Turns out I was right in both cases, but especially in Ginsberg’s. (Other people whose work proved to have lasting effects on the downtown scenes we discussed include O’Hara and Warhol.) Almost without fail, Ginsberg turned up in every day’s discussion over the course of our two weeks, either as a direct influence, a character, a mentor, or a commentator. His appearances ranged from the goofy parka-wearing, pot-smoking version of himself in Pull My Daisy to the author of Howl (which in turn authorized The Fugs’ memorable “I Saw the Best Minds of My Generation Rock”) to the prophet wandering in the background of Dylan’s “Subterranean Homesick Blues” in Pennebaker’s Dont Look Back. Jonas Mekas captured him plotting with Barbara Rudin and other LES lefties in the 1960s (we watched the second reel of Walden) and as a fixture on the LES poetry scene he popped up in several of the pieces we read by our friend Daniel Kane. Ginsberg offered astute commentary on Dylan’s lyrics in a PBS documentary on the history of rock and roll. He provided a very memorable scene in Jim Carroll’s memoir Forced Entries, worked with — and claimed to deflower — the downtown composer and scene-crosser Arthur Russell, and befriended Patti Smith. He lived in the same building as both Russell and the members of Television. (Richard Hell still lives there.) In Steven Sebring’s Patti Smith: Dream of Life, which was the very last thing, along with Smith’s Just Kids, that we considered for this course, we see Patti’s very emotional reading at a Ginsberg memorial; later in the film she chants the “Footnote to Howl,” offering all the evidence anyone should need that even Ginsberg’s most idiosyncratic work holds up under someone else’s voice.

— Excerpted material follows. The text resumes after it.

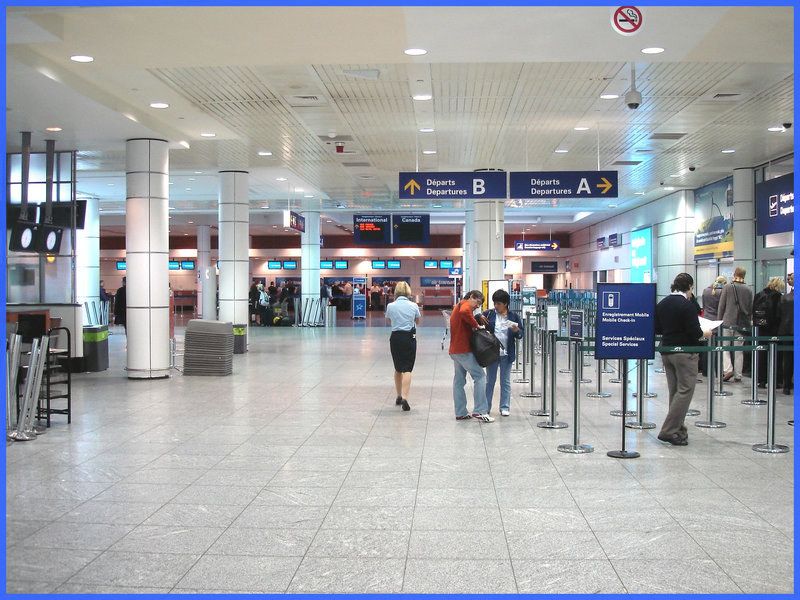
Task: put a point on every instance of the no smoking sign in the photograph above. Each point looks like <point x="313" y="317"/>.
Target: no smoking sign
<point x="626" y="20"/>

I’m still trying to work out exactly what it was that made Ginsberg’s legacy so unique in the materials we discussed. Although I opted not to show it to the class, I privately viewed a late-1980s odd-ball documentary on East Side poetry, Maria Beatty’s Gang of Souls: A Generation of Beat Poets, in which nearly every poet interviewed, including younger writers and musicians such as Richard Hell, Lydia Lunch, and Jim Carroll, singles out Ginsberg as the towering figure of twentieth-century New York writing. Cage’s influence on musicians and artists, by contrast, was subtle, almost imperceptible, though still very much in place. Perhaps Ginsberg seemed to matter because he offered such a clear model for how to make a scene and how to canonize one’s comrades. But he also seemed to matter because he was, quite simply, on the scene for so long, taking an interest in younger writers’ work (and more), offering advice, continuing to read in public. O’Hara mattered as an icon in his early death (and a pioneer of a poetics that clearly took hold among other New York School poets); O’Hara also drew young, aspiring poets to the city, but that hands-on influence was cut short. Warhol mattered as a media mastermind and behind-the-scenes manipulator. But Ginsberg just seemed to be there wherever we turned, presiding, prodding, provoking. In the history of late-twentieth-century New York writing it’s difficult, I’m finding, to come up with someone whose life and work had broader impact.
Ginsburg just hung out. It was the coolest thing and he was always right there, in your scene without asserting any dominance over it.
This was the late 70’s, in the punk-to-new wave change over. Allen would show up at our place on the upper west side, visiting a newphew, hang out while we rehearsed, watch us get stoned, smile, walk down Amsterdam with us, laugh about things, then slip away. He was watchful, unobtrusive and celebratory. Our lives weren’t good or bad as statements. They were just our lives.
We really appreciated him for that.
Thanks, DRM — I’ve really appreciated your comments here over time. This was a fun one.